Domestic team information
- 1946: Sussex

Career statistics
| Competition | First-class |
| Matches | 1 |
| Runs scored | 6 |
| Batting average | 3.00 |
| 100s/50s | –/– |
| Top score | 6 |
| Balls bowled | – |
| Wickets | – |
| Bowling average | – |
| 5 wickets in innings | – |
| 10 wickets in match | – |
| Best bowling | – |
| Catches/stumpings | 1/– |
- Source: Cricinfo, 27 November 2011

= Trevor Grant (cricketer) =

English cricketer

Trevor John Duncan Grant (24 May 1926 – 10 October 1957) was an English cricketer. Grant was a right-handed opening batsman. He was born at Charlwood, Surrey.

Grant made a single first-class appearance for Sussex against Hampshire at Dean Park, Bournemouth in the 1946 County Championship. In Sussex's first-innings, he was dismissed for a duck by Lofty Herman. In their second-innings, he was dismissed for 6 runs by the same bowler.

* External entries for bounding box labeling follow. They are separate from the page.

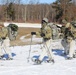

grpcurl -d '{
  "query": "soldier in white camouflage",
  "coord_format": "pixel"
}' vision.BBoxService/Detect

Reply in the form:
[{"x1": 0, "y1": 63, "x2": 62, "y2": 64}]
[
  {"x1": 0, "y1": 23, "x2": 18, "y2": 60},
  {"x1": 62, "y1": 20, "x2": 75, "y2": 59},
  {"x1": 32, "y1": 18, "x2": 54, "y2": 64}
]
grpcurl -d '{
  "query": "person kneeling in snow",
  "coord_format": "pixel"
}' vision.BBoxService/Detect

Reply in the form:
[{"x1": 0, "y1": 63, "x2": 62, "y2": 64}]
[
  {"x1": 0, "y1": 23, "x2": 18, "y2": 60},
  {"x1": 31, "y1": 18, "x2": 54, "y2": 64}
]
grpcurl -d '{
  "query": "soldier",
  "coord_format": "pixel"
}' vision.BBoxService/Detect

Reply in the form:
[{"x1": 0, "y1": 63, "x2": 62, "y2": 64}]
[
  {"x1": 0, "y1": 24, "x2": 18, "y2": 60},
  {"x1": 32, "y1": 18, "x2": 54, "y2": 64},
  {"x1": 0, "y1": 26, "x2": 12, "y2": 60},
  {"x1": 62, "y1": 20, "x2": 75, "y2": 59}
]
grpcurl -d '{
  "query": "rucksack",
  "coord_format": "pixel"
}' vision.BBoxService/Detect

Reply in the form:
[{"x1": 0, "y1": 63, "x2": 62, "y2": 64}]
[
  {"x1": 8, "y1": 24, "x2": 18, "y2": 31},
  {"x1": 71, "y1": 21, "x2": 76, "y2": 38},
  {"x1": 7, "y1": 24, "x2": 18, "y2": 40}
]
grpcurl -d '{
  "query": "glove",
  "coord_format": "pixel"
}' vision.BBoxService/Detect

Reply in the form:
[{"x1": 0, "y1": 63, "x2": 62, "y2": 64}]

This was his only major appearance for Sussex.

Outside of cricket, Grant served in the Royal Navy, having attended the Britannia Royal Naval College in 1942. He died at Shotley Gate, Suffolk on 10 October 1957. Serving as a physical training officer for RNTE Shotley, Grant killed himself with a shotgun in his quarters.